CHICAGO – Oct. 16, 2009 – “One year later, the National Association for Business Economics (NABE) group is calmer but hardly happy,” says Diane Swonk, chief economist of Mesirow Financial. “Talk of a depression has been replaced with debate over the strength of the recovery. The economy looks like it bottomed around July, and is growing at a little more than 3 percent in the second half of 2009. No one, however, is popping champagne corks. The crisis took years – if not decades – to create and will take more than a few quarters of growth to fix.”

Swonk says that financial markets have improved. “The supply of credit, however, remains incredibly inhibited,” she adds. “This is to say nothing of the secondary tightening of credit that is likely to emerge as cyclical defaults and bankruptcies take their toll on the banking system in 2010.”

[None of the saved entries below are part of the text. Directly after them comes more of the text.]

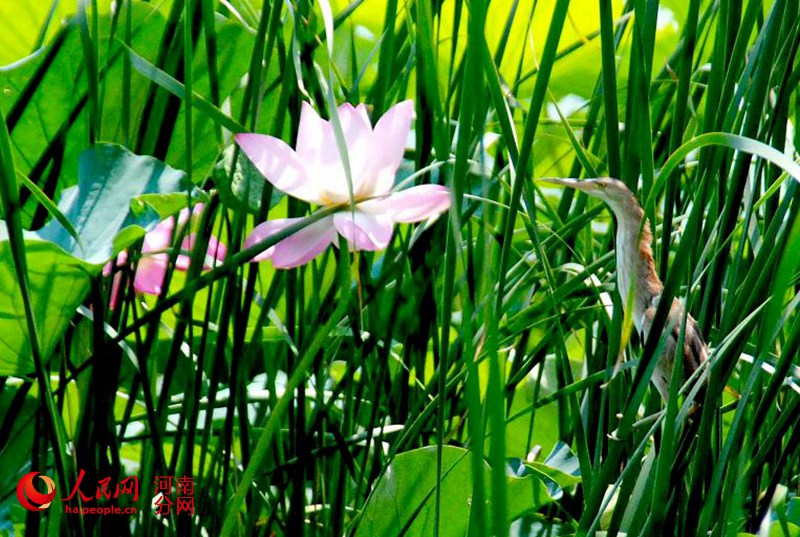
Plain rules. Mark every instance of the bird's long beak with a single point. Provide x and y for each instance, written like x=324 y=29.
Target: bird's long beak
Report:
x=571 y=183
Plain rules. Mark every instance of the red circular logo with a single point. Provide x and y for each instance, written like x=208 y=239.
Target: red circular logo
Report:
x=30 y=498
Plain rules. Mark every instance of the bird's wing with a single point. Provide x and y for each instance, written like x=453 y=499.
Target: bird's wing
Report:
x=695 y=351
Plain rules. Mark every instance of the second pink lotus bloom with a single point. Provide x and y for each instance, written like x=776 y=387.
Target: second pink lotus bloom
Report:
x=314 y=172
x=151 y=270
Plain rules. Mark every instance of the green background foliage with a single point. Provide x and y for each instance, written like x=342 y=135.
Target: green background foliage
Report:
x=414 y=390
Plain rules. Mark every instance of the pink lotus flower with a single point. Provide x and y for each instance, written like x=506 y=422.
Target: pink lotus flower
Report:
x=315 y=173
x=152 y=267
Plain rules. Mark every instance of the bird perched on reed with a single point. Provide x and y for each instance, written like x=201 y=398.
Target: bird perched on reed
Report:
x=636 y=276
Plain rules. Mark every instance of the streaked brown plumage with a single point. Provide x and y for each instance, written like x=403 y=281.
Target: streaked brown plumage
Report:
x=636 y=274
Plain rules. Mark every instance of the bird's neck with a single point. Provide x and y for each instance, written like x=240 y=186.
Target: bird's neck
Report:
x=636 y=272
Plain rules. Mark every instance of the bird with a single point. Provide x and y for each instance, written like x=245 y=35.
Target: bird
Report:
x=636 y=275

NABE’s 51st annual meeting concluded on Oct. 13, 2009. According to the 2009 NABE Consensus:

• Over 80 percent of NABE’s forecast panel believes that the “Great Recession” has ended and that the economy is now in the early stages of a recovery. Growth is forecast to increase at an average rate of 3 percent in 2010.

• Employment is not expected to exceed previous highs until 2012 or later.

• Inflation is expected to remain tame through the end of 2010, inhibited by high unemployment and a large amount of slack.

• The dollar is expected to further soften but not lose its status as a reserve currency.

• Corporate profits are expected to bounce back and the NABE group is uniformly optimistic that the broader stock indices will continue to rally.

• The availability of credit (or lack thereof) remains the primary risk to the outlook in the near-term.

• Concerns span the spectrum from a secondary round of credit tightening associated with the sharp rise in unemployment and accompanying defaults, to the losses that banks will have to absorb as commercial construction crashes.

• The Federal Open Market Committee (FOMC) will reverse course and raise rates by mid-2010.